Wells Fargo auto insurance scandal escalates with accusation of lying to Congress

Wells Fargo insurance scandal

Senator Sharrod Brown put forth the allegations against the bank during a recent Senate hearing.

The Wells Fargo auto insurance scandal has just escalated to a new level after accusations of lying to Congress last year. At a Senate hearing this week, Senator Sherrod Brown alleged that the bank failed to disclose a growing problem within the bank’s car insuring business.

This has only worsened the situation for the bank which is already facing considerable scandal.

“The company pure and simple lied to this committee — and lied to the public,” said Brown at the hearing. The senator is currently the Senate Banking Committee’s top Democrat.

The issue of the bank’s auto insurance scandal first made its way into the spotlight back in July. At that time, Wells Fargo revealed many of the details of the auto insurance scandal. It said it had forcibly sold car insurance to up to 570,000 auto loan borrowers who didn’t require the additional coverage. Approximately 20,000 of those customers suffered the repossession of their vehicles as a result of the unnecessary and unwanted insurance premiums.

Wells Fargo claimed it learned of the auto insurance scandal in July 2016 following customer complaints.

Wells Fargo auto insurance scandalThese components of the scandal were already revealed earlier this year. However, what has just made its way into the light was that the Wells Fargo CEO at the time, John Stumpf didn’t reveal any of those details at the September 2016 hearings. Nor did Stumpf reveal that there had been millions of false accounts created by the bank in customer names without those customers being aware. That particular scandal came out even earlier this year.

Only a handful of weeks after the September 2016 hearings, Stumpf resigned.

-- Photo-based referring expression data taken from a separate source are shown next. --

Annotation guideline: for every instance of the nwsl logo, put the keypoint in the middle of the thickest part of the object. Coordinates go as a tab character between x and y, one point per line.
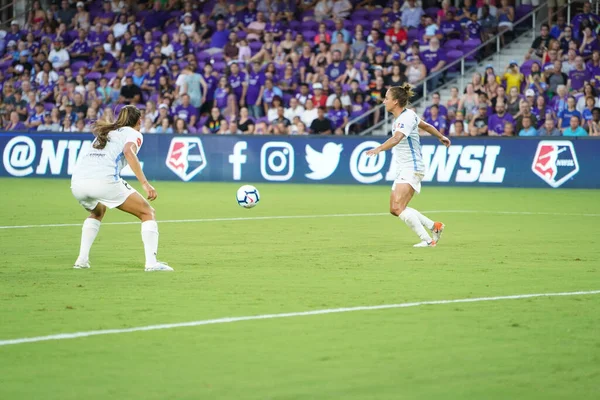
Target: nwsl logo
186	157
555	162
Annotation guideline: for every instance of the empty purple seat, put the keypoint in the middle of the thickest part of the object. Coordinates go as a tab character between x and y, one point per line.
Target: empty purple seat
93	76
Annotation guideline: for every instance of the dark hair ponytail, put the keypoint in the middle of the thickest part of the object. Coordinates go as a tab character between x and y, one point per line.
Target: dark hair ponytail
128	116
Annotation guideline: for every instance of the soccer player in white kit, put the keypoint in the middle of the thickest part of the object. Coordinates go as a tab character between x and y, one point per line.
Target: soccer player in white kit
410	168
97	185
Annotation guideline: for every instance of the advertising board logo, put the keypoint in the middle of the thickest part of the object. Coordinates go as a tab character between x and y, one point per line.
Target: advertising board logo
186	157
18	156
277	161
323	163
555	162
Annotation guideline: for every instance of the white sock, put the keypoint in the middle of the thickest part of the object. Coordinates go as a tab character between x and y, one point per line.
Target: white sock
427	223
89	231
150	239
410	217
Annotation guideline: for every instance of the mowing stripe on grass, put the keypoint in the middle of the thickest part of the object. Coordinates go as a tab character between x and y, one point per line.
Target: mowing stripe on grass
273	217
75	335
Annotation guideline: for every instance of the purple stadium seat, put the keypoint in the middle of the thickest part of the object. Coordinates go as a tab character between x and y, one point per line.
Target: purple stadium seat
453	44
78	64
93	76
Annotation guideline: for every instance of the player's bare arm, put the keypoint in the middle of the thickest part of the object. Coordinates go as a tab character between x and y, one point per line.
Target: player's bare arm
130	153
388	144
434	132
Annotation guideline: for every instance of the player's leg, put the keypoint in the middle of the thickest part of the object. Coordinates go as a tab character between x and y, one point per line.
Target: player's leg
401	195
136	205
89	231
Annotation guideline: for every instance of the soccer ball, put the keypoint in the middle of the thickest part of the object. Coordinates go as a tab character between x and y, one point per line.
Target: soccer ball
248	196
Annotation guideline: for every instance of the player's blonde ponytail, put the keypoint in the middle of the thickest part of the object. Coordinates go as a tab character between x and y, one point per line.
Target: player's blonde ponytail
128	116
402	94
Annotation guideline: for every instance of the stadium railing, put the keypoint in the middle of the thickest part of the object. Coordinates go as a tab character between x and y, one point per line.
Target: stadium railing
468	59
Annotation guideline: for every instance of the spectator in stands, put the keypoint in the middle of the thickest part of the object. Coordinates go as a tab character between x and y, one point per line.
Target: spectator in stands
564	116
59	56
578	76
512	76
436	119
594	124
527	129
338	117
321	125
435	60
213	123
497	121
548	129
524	111
411	16
574	128
479	124
540	44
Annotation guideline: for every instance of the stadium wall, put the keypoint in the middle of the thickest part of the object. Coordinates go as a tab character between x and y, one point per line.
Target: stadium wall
502	162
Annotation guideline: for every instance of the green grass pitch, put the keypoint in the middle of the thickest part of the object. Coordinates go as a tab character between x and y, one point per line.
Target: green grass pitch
539	348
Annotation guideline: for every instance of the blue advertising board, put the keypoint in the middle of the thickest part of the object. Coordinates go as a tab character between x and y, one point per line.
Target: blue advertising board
509	162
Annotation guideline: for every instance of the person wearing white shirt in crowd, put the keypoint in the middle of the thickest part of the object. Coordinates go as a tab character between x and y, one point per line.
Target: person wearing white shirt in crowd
310	113
295	109
59	56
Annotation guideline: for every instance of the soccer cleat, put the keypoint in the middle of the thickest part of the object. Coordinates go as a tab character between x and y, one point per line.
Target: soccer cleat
425	244
438	229
159	266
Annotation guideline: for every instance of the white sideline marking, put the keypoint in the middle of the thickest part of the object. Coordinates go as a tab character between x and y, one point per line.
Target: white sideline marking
75	335
175	221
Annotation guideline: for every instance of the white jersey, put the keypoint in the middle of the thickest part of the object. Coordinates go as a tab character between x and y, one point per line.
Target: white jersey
106	164
407	153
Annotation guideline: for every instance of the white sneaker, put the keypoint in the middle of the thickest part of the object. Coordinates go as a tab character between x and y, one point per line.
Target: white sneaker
159	266
80	265
425	244
438	229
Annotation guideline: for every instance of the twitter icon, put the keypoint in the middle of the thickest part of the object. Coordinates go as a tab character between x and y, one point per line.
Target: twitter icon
323	163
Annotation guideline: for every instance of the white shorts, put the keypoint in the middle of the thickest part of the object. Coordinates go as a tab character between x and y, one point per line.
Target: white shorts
90	192
411	177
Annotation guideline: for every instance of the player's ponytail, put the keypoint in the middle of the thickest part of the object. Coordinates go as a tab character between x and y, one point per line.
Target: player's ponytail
402	94
128	116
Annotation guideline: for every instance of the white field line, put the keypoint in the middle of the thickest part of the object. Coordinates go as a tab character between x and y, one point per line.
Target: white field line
75	335
274	217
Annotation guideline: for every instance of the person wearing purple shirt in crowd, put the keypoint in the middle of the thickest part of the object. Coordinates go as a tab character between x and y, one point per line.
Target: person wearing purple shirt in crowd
80	49
221	94
220	36
211	85
578	76
139	56
335	71
434	60
450	27
473	28
249	15
593	66
237	81
564	116
15	123
106	16
274	27
496	121
102	62
254	91
186	111
338	117
435	100
437	120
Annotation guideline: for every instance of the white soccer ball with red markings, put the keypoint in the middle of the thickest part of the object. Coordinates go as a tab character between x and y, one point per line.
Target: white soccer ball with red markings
248	196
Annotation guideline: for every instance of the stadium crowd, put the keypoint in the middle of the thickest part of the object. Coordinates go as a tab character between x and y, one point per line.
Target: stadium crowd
281	66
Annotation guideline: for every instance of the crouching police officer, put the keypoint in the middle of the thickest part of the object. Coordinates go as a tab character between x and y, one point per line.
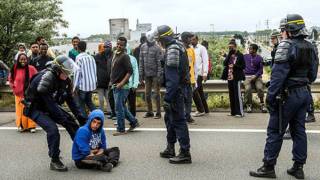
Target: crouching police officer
47	91
177	80
295	67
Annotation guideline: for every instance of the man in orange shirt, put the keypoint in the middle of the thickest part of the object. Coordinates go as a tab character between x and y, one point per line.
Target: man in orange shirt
186	40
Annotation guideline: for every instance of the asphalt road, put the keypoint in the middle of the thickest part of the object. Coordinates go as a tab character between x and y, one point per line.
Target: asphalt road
216	155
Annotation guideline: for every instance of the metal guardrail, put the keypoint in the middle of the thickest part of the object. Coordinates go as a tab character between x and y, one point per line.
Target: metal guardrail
210	86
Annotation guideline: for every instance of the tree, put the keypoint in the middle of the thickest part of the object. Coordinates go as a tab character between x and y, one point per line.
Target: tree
24	20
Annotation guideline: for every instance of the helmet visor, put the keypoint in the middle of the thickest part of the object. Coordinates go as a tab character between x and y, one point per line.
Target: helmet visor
69	67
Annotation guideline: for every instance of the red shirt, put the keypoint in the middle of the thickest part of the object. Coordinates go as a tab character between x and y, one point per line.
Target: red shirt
18	84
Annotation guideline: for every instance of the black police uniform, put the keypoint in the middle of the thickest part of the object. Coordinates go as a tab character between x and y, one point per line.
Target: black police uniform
177	80
46	93
294	68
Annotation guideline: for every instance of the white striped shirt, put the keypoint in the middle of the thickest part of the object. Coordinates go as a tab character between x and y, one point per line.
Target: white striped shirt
85	77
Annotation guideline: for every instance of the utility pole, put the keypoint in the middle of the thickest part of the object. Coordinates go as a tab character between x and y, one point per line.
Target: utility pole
267	23
212	29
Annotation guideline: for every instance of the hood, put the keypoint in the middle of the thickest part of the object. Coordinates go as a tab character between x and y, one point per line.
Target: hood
95	114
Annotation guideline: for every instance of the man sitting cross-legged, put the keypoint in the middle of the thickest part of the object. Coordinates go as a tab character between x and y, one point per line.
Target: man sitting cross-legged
89	149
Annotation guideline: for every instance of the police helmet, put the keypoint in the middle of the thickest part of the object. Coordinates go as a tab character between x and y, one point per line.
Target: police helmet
283	23
64	64
275	34
185	35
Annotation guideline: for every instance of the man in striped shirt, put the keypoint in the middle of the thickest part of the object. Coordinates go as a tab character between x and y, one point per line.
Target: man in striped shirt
85	78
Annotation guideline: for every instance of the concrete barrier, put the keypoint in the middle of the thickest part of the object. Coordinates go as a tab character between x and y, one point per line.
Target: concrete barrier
211	86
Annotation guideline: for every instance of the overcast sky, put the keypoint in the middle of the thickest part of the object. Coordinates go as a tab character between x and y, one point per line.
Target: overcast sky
88	17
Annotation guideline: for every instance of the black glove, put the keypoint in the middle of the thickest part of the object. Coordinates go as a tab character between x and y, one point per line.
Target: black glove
166	106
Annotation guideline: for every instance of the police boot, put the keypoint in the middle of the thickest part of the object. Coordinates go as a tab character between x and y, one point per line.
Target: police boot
266	171
183	157
169	152
310	118
57	165
296	170
287	135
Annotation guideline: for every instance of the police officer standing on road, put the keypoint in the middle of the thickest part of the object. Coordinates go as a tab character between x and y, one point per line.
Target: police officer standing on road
295	67
47	91
177	79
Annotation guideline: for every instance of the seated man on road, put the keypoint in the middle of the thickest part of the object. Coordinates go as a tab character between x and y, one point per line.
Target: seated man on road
89	150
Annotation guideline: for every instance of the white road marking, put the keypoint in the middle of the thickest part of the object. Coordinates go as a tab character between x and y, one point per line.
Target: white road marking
192	130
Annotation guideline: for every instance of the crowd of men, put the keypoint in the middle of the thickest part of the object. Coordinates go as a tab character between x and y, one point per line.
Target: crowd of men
43	82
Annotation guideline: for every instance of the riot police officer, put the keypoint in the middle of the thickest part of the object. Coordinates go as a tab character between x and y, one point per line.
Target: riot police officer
177	80
47	91
295	67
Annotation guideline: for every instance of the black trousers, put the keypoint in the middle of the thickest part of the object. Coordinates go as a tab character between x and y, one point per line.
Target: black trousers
110	155
111	101
49	125
235	98
199	98
132	101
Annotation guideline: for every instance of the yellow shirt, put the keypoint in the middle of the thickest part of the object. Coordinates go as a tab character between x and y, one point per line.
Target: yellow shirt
192	59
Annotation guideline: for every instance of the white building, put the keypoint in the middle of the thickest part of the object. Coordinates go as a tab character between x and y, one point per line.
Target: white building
141	29
119	27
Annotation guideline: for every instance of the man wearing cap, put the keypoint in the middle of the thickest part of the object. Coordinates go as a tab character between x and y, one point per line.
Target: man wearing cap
48	90
150	72
103	62
74	52
85	78
295	66
186	40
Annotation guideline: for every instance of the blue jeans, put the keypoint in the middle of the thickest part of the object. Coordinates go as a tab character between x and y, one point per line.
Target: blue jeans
85	99
122	112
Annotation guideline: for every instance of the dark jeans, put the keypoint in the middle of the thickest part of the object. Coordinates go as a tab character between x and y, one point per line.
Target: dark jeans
122	112
176	123
199	98
294	113
110	155
235	97
111	101
85	99
153	83
132	101
49	125
188	102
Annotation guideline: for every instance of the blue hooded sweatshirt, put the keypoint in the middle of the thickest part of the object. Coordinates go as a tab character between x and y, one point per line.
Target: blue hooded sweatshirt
85	138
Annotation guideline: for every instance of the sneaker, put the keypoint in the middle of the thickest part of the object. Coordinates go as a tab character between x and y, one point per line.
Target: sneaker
296	170
169	152
249	109
198	114
119	133
264	171
131	128
148	115
33	130
191	120
310	118
106	168
287	135
115	123
263	108
183	157
157	116
57	165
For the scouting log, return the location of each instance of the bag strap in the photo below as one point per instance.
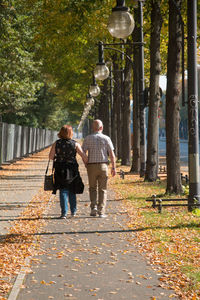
(48, 167)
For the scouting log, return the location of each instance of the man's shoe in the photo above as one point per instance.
(63, 217)
(102, 216)
(93, 213)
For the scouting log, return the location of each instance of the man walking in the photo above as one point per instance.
(99, 147)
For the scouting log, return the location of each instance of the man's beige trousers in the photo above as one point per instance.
(98, 178)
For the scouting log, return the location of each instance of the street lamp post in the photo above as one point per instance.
(94, 89)
(194, 184)
(121, 25)
(141, 94)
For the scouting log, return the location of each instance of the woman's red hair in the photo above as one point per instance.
(66, 132)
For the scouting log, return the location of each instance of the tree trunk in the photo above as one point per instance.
(154, 99)
(135, 168)
(172, 101)
(126, 130)
(104, 107)
(117, 105)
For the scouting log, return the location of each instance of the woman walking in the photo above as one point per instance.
(63, 152)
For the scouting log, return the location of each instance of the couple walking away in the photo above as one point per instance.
(94, 152)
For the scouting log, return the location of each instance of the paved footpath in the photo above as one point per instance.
(88, 257)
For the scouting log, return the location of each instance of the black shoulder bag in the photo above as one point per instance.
(48, 179)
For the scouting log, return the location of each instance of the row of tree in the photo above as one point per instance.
(49, 50)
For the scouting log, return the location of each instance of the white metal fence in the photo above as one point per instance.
(17, 141)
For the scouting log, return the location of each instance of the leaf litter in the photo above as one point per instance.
(170, 240)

The Senate Banking Committee sent written follow-up questions to Wells Fargo executives after last year’s hearings. Among those questions had to do with whether the execs felt “confident that this type of fraudulent banking activity does not exist” anywhere else within the bank. The lawmakers also asked the execs if they had “discovered other types of misconduct,” including various forms of insurance products.

The execs responded to the questions in November 2016, one month after Tim Sloan stepped into the CEO position. It was their reply that has lead to the latest level of the auto insurance scandal. They asserted that “We believe that the activity at issue here was limited to certain,” Wells Fargo employees working within the banking division. The auto insurance matter was not mentioned at all and its heart was in the auto dealer services department.